Choisir Christ est souvent difficile, a souligné le pasteur, car cela nécessite d’admettre que le plus grand problème auquel les pécheurs sont confrontés est eux-mêmes.
« S'ils ne peuvent pas l'admettre, alors ils vont commencer à blâmer tout le monde, et finalement ils trouveront suffisamment de gens partageant leurs griefs, pour qu'ils aillent s'en débarrasser. Et nous l'avons vu dimanche. Et donc, le seul espoir est de l'assumer, de reconnaître 'je suis le problème, et Dieu m'aime toujours.' Il a envoyé Jésus mourir pour mes péchés, pour l'amour de Dieu, et il m'accueille donc à nouveau. »
« Si vous êtes l'enfant prodigue qui fuit Dieu, vous pouvez rentrer à la maison. Il a laissé la lumière allumée. Il a une très belle robe. Il vous donnera la bague, il tuera le gros chat, il organisera une grande fête, parce qu'il vous aime. Pour que vous puissiez simplement revenir. Vous n'êtes pas obligé de continuer à courir », a-t-il dit.
Si la nation revient de plus en plus au Christ, a déclaré Rigney, cela ne résoudra pas tous ses problèmes politiques, mais « nous aurons une fondation sur laquelle bâtir ».
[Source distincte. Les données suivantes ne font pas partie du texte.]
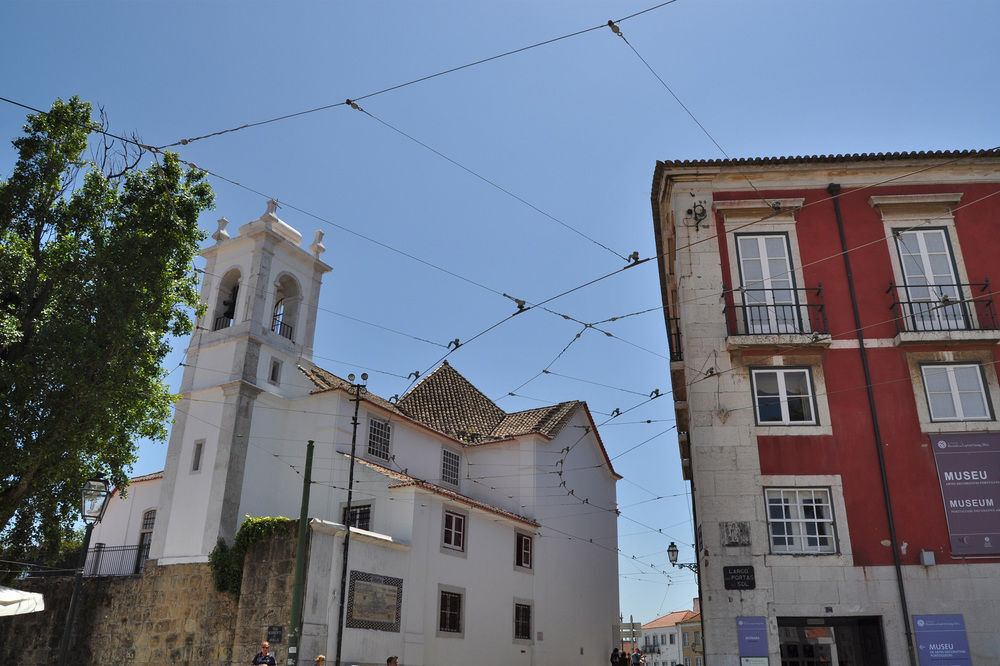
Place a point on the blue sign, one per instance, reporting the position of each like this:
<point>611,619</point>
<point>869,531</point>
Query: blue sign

« C'est le Christ ou c'est le chaos. Il n'y a pas de troisième option, il n'y en a pas. C'est tout ce que vous avez », a-t-il ajouté.
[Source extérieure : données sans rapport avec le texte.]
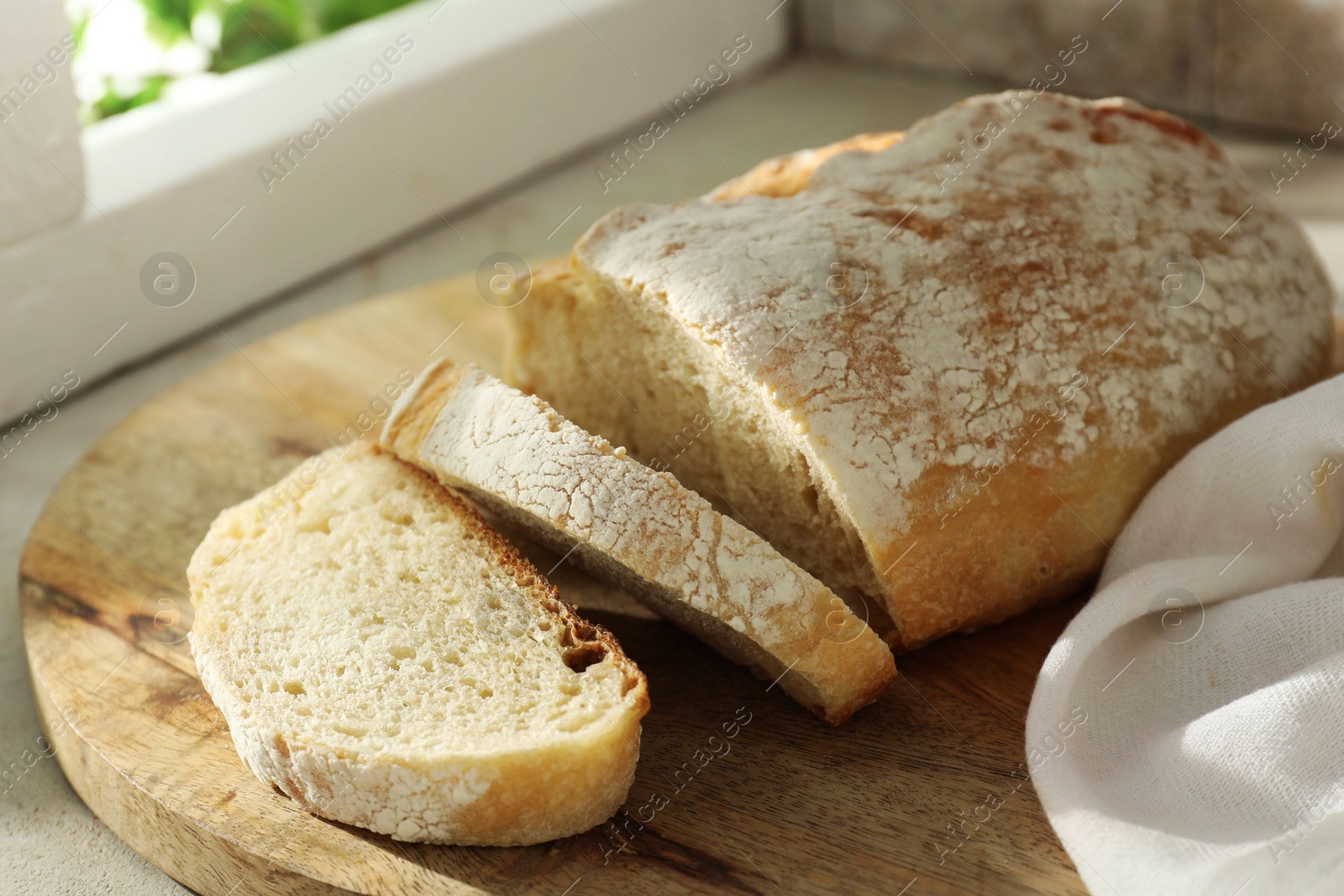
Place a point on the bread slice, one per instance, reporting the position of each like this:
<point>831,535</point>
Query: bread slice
<point>387,660</point>
<point>643,531</point>
<point>948,364</point>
Rigney, qui est également professeur de théologie au Wilson's New Saint Andrews College, a auparavant été président du Bethlehem College & Seminary de John Piper à Minneapolis avant de démissionner en 2023 en raison de ce que l'école prétendait être des points de vue divergents entre lui et d'autres dirigeants du séminaire sur le rôle que le christianisme devrait jouer dans le façonnement de la société et du gouvernement.
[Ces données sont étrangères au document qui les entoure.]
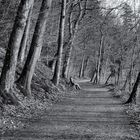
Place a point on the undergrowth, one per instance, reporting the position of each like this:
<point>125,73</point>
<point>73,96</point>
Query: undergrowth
<point>44,94</point>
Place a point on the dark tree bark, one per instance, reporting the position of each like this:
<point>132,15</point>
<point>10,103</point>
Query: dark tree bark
<point>57,70</point>
<point>82,67</point>
<point>73,28</point>
<point>22,50</point>
<point>132,98</point>
<point>35,49</point>
<point>100,57</point>
<point>85,66</point>
<point>8,71</point>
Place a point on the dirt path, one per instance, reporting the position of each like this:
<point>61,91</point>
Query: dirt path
<point>93,114</point>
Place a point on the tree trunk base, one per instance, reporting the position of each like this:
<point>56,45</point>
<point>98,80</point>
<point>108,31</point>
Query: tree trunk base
<point>9,98</point>
<point>73,84</point>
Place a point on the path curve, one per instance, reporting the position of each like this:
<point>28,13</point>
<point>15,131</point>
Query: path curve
<point>93,114</point>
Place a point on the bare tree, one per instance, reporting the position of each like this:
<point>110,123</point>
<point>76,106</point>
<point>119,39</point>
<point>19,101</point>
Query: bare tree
<point>57,70</point>
<point>73,28</point>
<point>8,71</point>
<point>22,49</point>
<point>35,49</point>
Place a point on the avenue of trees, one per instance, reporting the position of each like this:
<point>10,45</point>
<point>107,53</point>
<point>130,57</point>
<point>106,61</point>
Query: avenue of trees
<point>78,38</point>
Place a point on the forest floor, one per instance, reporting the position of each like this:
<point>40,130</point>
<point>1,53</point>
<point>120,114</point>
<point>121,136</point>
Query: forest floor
<point>92,114</point>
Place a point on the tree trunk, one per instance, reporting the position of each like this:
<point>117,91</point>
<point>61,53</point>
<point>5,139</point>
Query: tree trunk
<point>72,29</point>
<point>57,71</point>
<point>8,71</point>
<point>82,67</point>
<point>100,59</point>
<point>85,66</point>
<point>35,49</point>
<point>132,98</point>
<point>23,45</point>
<point>66,61</point>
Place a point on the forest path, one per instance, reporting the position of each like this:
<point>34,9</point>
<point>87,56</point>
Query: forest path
<point>92,114</point>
Rigney a également joué un rôle dans l'implantation de Christ Church DC, une implantation d'églises par la Communion des Églises évangéliques réformées (CREC) près de Capitol Hill à Washington, DC.
L'église, qui fait face chaque semaine à des manifestants bruyants et perturbateurs devant son espace de réunion, a affirmé jeudi, après l'arrestation fédérale du manifestant de Cities Church, William Kelly, que Kelly avait également été aperçue en train de harceler vulgairement ses fidèles.
L'église a publié un message X remerciant les forces de l'ordre pour l'arrestation de Kelly.
« Pour ceux qui ont visité ou fréquenté Christ Church DC, cet homme est familier. Depuis des mois, il traite nos fidèles avec son vocabulaire limité et répétitif. Nous célébrons le magistrat civil qui a rempli son devoir de protéger notre droit de culte en arrêtant William Kelly », a déclaré l'église.